Like Ling, the economists at RHB Group Research also view CPI inflation levels to remain elevated in May and June due to the low base effect from the same period in 2020.
"Excluding the base effect, pressure from global commodity prices should slowly ease in the coming months following a cap on the increase in oil prices. Meanwhile, cost pressures from the demand side will likely be dampened by the imposition of Phase 2 (Heightened Alert) measures," writes the RHB team.

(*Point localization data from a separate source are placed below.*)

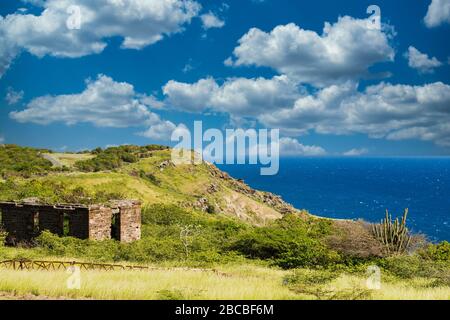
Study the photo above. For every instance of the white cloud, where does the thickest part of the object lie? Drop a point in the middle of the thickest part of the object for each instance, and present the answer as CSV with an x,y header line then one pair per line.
x,y
420,61
356,152
210,20
381,111
292,147
438,13
12,96
345,50
138,22
237,96
104,103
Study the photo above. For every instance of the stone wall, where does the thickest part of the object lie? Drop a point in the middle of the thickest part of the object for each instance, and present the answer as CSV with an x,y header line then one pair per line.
x,y
24,221
79,223
18,222
100,218
50,220
128,220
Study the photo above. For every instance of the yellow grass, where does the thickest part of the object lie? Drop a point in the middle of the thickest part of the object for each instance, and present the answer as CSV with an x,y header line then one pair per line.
x,y
245,282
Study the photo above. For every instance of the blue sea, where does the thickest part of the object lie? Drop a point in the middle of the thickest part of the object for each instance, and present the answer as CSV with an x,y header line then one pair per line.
x,y
363,188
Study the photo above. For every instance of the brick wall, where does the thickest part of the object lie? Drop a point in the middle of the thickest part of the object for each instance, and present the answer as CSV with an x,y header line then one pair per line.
x,y
128,220
24,221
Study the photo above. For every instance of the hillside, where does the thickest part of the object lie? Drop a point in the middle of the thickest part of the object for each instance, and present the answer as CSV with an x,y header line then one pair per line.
x,y
153,178
197,217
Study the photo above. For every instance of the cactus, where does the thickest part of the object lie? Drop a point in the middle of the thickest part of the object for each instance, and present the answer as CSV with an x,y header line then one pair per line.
x,y
394,235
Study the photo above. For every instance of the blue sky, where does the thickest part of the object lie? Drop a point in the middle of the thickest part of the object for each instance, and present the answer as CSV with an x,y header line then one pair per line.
x,y
350,90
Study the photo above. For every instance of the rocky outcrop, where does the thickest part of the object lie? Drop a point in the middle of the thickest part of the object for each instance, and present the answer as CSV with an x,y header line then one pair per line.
x,y
270,199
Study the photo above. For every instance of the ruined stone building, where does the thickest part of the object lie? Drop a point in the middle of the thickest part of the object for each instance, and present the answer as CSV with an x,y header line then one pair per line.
x,y
120,220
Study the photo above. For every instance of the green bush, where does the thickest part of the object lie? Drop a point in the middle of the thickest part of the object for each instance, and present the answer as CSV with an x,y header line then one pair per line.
x,y
290,243
437,252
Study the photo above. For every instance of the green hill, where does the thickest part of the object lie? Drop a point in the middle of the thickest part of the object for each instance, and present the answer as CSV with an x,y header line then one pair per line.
x,y
198,216
143,173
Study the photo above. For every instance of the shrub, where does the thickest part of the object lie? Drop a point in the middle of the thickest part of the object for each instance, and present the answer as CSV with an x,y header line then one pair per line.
x,y
289,243
354,241
165,215
437,252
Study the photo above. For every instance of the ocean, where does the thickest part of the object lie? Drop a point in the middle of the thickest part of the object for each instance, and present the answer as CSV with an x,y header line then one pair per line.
x,y
363,188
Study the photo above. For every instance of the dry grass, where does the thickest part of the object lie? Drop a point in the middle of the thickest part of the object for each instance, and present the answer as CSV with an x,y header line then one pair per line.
x,y
243,282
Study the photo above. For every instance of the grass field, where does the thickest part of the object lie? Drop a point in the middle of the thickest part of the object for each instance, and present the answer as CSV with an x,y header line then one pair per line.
x,y
237,282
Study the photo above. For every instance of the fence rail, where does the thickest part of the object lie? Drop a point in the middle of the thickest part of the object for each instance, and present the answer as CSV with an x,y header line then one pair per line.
x,y
63,265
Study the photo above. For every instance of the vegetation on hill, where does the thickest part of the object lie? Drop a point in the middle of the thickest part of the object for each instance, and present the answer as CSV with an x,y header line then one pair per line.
x,y
115,157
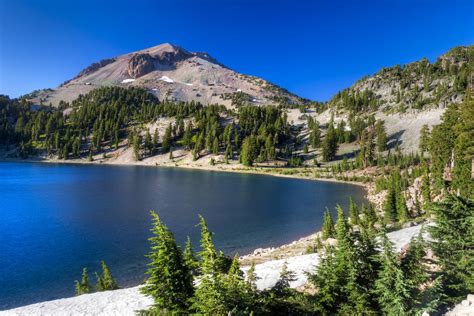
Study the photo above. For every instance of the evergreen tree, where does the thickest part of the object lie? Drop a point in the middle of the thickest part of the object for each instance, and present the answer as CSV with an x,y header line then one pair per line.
x,y
424,138
391,286
83,287
315,136
390,205
166,144
328,225
209,296
381,136
189,257
155,140
353,212
453,240
249,151
148,143
329,145
106,281
215,146
170,281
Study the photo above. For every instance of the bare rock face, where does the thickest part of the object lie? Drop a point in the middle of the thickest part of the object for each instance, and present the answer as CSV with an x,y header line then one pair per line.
x,y
140,64
172,57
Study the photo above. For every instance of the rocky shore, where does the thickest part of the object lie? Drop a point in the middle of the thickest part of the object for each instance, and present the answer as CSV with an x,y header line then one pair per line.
x,y
127,301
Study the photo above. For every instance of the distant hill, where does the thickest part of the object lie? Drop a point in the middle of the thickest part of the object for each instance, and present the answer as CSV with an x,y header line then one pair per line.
x,y
172,73
419,85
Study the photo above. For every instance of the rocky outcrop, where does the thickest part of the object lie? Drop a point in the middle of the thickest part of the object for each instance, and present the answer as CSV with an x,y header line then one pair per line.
x,y
140,64
92,68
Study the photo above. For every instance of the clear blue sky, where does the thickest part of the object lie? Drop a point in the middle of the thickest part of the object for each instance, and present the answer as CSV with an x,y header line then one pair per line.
x,y
312,48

While headline CPI stood within JP Morgan analyst Ong Sin Beng's expectations of 1.7% y-o-y, Ong foresees that the recent tightening of measures could affect core CPI in May.
"Moreover, while the restrictions are expected to be relaxed in June, it is not clear that the labour market might be as quick to respond," he writes.
"Despite the upside surprise to headline CPI, the MAS CPI forecast range for the full year remains between 0.5-1.5% y-o-y (JPMorgan: 1.8% y-o-y) and core remains at between 0-1% y-o-y (JPMorgan: 0.5% y-o-y). Given this forecast, our baseline remains that the MAS move towards NEER policy normalisation will only occur in April next year," he adds.
UOB economist Barnabas Gan says the risk for inflation in 2021 is "balanced".
"Higher external inflation amid higher commodity prices could continue in the year ahead, although potentially higher global oil supply in 2H2021 may limit the upward price pressures then. Increased COVID-19-led risks suggest the persistence of negative output gaps seen in some of Singapore’s key trading partners, which will likely cap import prices pressures," he writes.
The recent stricter measures imposed may also dampen consumer prices in the immediate horizon, he adds.